Dropping my hands to my sides, I let my gaze lift up to meet her eyes. My mouth opened and closed like a fish, trying to get words out, but I couldn't speak through the crying. I couldn't get enough air into my lungs, and I knew I needed to calm down before I started having a full-blown panic attack.

1, 2, 3, 4, 5, 6, 7, 8.

"I expect better from my dancers, Phoebe Mitchell. I hope those relevés are in better shape next time." Her parting words were like an ominous cliffhanger as she walked out of the studio room, leaving me to cry to myself like a fucking baby.

Despite Claudette, I love dancing. Without dance, I'm not sure how I could live; it's the reason my blood keeps pumping.

I never grew out of that "ballerina" phase that most little girls go through. I remember begging my grandfather to take me to the Nutcracker every single Christmas season and I never took no for an answer. Phoebe Mitchell always gets what she wants.

Everywhere I would go, I would count in series of eight; walking through the grocery store aisles, stepping across cracks in the sidewalk, even just walking to the fridge for a drink.

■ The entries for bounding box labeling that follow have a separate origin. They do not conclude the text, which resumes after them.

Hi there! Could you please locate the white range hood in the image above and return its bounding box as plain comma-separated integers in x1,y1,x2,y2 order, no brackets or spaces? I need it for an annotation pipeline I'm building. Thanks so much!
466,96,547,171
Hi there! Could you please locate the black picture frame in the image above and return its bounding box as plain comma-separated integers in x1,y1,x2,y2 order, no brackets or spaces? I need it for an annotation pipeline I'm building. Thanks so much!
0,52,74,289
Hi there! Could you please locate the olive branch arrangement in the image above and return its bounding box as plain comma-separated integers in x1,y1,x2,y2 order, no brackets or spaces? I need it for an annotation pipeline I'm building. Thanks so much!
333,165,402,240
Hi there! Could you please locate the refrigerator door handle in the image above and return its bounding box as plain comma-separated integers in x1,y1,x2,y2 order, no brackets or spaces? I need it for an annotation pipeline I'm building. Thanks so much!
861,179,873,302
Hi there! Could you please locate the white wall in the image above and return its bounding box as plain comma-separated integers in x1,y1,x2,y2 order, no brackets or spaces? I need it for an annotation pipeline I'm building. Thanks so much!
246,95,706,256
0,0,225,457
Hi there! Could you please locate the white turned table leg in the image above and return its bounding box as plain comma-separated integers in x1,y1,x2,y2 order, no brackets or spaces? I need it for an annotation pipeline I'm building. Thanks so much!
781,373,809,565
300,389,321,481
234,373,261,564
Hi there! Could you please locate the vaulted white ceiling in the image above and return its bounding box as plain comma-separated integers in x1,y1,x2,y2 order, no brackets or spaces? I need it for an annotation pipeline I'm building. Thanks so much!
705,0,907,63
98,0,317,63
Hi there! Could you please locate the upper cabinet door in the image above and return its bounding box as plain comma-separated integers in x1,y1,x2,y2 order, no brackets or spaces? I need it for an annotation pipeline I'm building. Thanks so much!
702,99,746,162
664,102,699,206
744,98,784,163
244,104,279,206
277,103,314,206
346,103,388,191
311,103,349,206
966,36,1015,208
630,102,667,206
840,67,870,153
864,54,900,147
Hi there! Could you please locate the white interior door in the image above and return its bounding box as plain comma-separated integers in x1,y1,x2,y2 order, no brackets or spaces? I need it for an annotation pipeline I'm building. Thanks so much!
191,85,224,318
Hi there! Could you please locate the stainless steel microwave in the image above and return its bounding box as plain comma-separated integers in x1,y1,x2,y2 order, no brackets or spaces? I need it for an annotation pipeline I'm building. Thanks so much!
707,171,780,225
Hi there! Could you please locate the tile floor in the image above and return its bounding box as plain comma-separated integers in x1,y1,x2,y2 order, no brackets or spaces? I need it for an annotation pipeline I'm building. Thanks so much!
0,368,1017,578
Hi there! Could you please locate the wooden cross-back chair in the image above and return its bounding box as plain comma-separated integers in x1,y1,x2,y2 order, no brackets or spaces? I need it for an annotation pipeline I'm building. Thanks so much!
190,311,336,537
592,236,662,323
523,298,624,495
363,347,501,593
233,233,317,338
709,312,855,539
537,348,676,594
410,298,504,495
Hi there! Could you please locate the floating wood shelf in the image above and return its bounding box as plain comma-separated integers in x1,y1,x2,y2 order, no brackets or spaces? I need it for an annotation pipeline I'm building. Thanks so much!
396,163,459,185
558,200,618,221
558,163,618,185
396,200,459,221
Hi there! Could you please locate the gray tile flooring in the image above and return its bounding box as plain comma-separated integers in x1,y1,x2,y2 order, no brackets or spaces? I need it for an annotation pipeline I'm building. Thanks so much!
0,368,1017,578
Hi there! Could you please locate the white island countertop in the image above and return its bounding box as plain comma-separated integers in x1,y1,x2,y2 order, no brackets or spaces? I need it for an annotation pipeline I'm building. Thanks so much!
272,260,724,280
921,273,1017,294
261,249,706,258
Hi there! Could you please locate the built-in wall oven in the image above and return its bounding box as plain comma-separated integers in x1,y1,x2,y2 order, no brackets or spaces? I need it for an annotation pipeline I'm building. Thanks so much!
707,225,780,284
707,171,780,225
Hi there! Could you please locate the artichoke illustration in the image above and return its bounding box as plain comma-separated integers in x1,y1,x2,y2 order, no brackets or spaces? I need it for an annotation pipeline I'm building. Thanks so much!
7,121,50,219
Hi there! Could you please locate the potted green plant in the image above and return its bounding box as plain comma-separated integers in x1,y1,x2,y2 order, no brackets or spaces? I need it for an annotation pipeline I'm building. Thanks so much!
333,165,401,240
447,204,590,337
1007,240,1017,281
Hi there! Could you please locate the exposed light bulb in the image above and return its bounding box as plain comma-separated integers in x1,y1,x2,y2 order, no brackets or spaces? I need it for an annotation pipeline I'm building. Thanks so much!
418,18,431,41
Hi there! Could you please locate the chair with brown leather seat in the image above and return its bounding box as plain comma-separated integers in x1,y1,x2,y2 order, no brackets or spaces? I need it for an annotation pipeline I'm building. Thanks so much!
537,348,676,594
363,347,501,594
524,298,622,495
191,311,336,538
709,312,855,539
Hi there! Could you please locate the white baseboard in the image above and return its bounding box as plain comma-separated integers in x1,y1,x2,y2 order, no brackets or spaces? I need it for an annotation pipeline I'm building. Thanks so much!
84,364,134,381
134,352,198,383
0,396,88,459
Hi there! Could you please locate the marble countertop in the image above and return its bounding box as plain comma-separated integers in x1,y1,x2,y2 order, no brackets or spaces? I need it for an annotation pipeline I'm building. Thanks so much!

My fingers mindlessly trace across the base of my foot as I catch my breath, letting the feeling of the slightly raised skin calm me down. 1, 2, 3, 4, 5, 6, 7, 8. My parents would have had a cow if they knew I had gotten a tattoo, but I knew I could hide it easily so I decided to get an 8-count scripted across my body for eternity the moment I turned 18.

I've been dancing as long as I can remember, really. It's the one place where I truly feel I belong. I can put on a mask and pretend to be somebody else and just...dance. Nobody knows anything about me – they're not judging me based on my past, or present. The only thing they really know is how my body moves on stage in front of them. And I'll make damn sure it moves well. It always has been, and always will be, my safe space.

Claudette managed to rip me a new one in the past six months, though. Not really such a safe space when you have a witch insulting you every week. But you can't get to 23 years of age as a full-time dancer without developing something of a backbone. In one ear and out the other...for the most part. It's much easier said than done, but I try. If I take to heart what other people think of me and my dancing, I'd be ruined. Learned that the hard way.

Claudette leaving my rehearsal space silently meant that those four run-throughs concluded another exhausting day of dance rehearsals. I was beginning to learn that Claudette's silence meant that you didn't mess up too bad. It's her own fucked up way of complimenting her dancers. Never a "good job, you're done for the day." Just silence. Welcome to Battu, I guess.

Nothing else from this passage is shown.